We elected not to calculate condition-related expenditures because claims data cannot be used to determine clinically whether a service is related to a child's particular condition or to a more general need for care. Thus, expenditure figures represent all payments made for any reason to children with the selected condition.
We elected to use all children enrolled in the Medicaid program as the comparison group because it allows for a standard comparative framework. Another alternative would have been to delete children with the selected conditions from the group of all enrolled children. This decision would have yielded a nonoverlapping comparison group, but the group would still have included children with numerous other chronic conditions. Furthermore, it would have made it impossible to compare our data with other studies of state Medicaid programs if a different group of chronic illnesses were selected. Our decision was determined by the importance of including a standard comparison group (in this case, all children enrolled in a state Medicaid program).
As Table 2 illustrates, of the 310 977 children enrolled in the Washington State Medicaid program in 1993, 18 233 children (5.9%) had at least one of the eight selected chronic conditions. Within this total sample of Medicaid-enrolled children, occurrence rates for the selected conditions ranged from 46 per 1000 enrolled children (asthma) to <1 per 1000 enrolled children (CF, MD, and spina bifida). This database cannot estimate true prevalence rates of children with any particular condition because it includes information only on children for whom a claim was actually made. Most children who have conditions that are complex (eg, spina bifida) will appear in the database because they are likely to receive reimbursable services at least once in a year; consequently, the number of children with spina bifida, MD, and CF, as indicated in Table 2, is close to the Washington State prevalence figures for these conditions as reported elsewhere (J. Neff, personal communication). In contrast, a smaller percentage of children with asthma may appear in the database because many of these children have mild cases and may not require special services that would be coded as asthma-related; consequently, the occurrence rate of asthma in this data set is likely to be less than the true prevalence rate in the state.
Age, gender, and racial distributions across diagnoses generally reflect the expected patterns associated with clinical manifestations of each diagnosis. For example, as expected, the proportion of nonWhites with CF is comparatively low; in addition, the mean age of children with CRD is much lower than the other categories because this diagnosis is generally made in infants and young children. As expected, children with asthma are the single largest subgroup within the sample.
The sample included 525 children who had two or more of the selected conditions. We do not present data on these children separately because this subgroup is small. In addition, many combinations of conditions are not represented in this subgroup because we are including only eight selected conditions; thus, analyses would have pertained only to a sharply limited group of children with multiple conditions. Other reports have investigated the cost implications of multiple conditions.10
The percentile distributions of expenditures for the sample of children with any of the eight conditions and for all Medicaid-enrolled children are shown in Fig 1. Ten percent of both groups account for approximately 70% of total payments. We plotted the same distribution separately for each of the eight selected conditions and found essentially similar curves, as Fig 2 illustrates. Within each diagnostic condition and within the general population of Medicaid-enrolled children, relatively few individuals account for the major share of the expenditures.
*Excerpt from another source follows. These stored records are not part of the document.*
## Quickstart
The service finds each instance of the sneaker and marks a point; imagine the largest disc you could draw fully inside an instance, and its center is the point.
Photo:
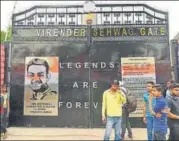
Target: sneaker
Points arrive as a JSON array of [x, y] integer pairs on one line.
[[5, 135]]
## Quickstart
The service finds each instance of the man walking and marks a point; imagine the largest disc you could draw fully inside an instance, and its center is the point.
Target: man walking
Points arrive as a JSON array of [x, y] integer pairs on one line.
[[160, 112], [125, 113], [3, 125], [112, 107], [147, 116], [166, 92], [173, 120]]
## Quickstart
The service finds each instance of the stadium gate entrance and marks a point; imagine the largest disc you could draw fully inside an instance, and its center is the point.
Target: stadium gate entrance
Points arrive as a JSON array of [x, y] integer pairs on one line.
[[61, 65]]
Total and Mean Expenditures
As Table 3 illustrates, payments for all Medicaid-enrolled children averaged $955 in fiscal year 1993, compared with $3800 for the group of children with one of the selected conditions. Mean payments ranged from $2359 for children with diabetes to $19 104 for children with CRD. These mean payments vary from 2.5 to 20 times the mean payment for all children enrolled in the state's Medicaid program.
Mean payments tell only part of the story. Table 3 also lists median and total payments for children with the selected condition. Overall, the median payment for the sample of children with one of the selected conditions was $891, compared with a median payment of $290 for all enrolled children. Median payments range from $776 for children with diabetes to $4595 for children with spina bifida. Total payments for the sample of children with any one of the selected conditions is >$69 million, ranging from $2.1 million for children with spina bifida to $37 million for children with asthma.
Table 3 includes condition rankings to illustrate the different ways to compare children with the selected conditions. Children with CRD are generally high on any of the indices (ie, mean, median, and total payments). For other conditions, rankings based on mean, median, and total payments are substantially different because of differences in occurrence rates and service needs across these conditions. Asthma is a clear example of one pattern; it is ranked second to the lowest in mean and median payments but highest in total payments because of high occurrence rates. Children with spina bifida rank fifth highest in mean payments, the highest in median payments, and lowest in total payments because of low occurrence rates. Depending on which payment index is selected, different conditions will be viewed as expensive relative to the others.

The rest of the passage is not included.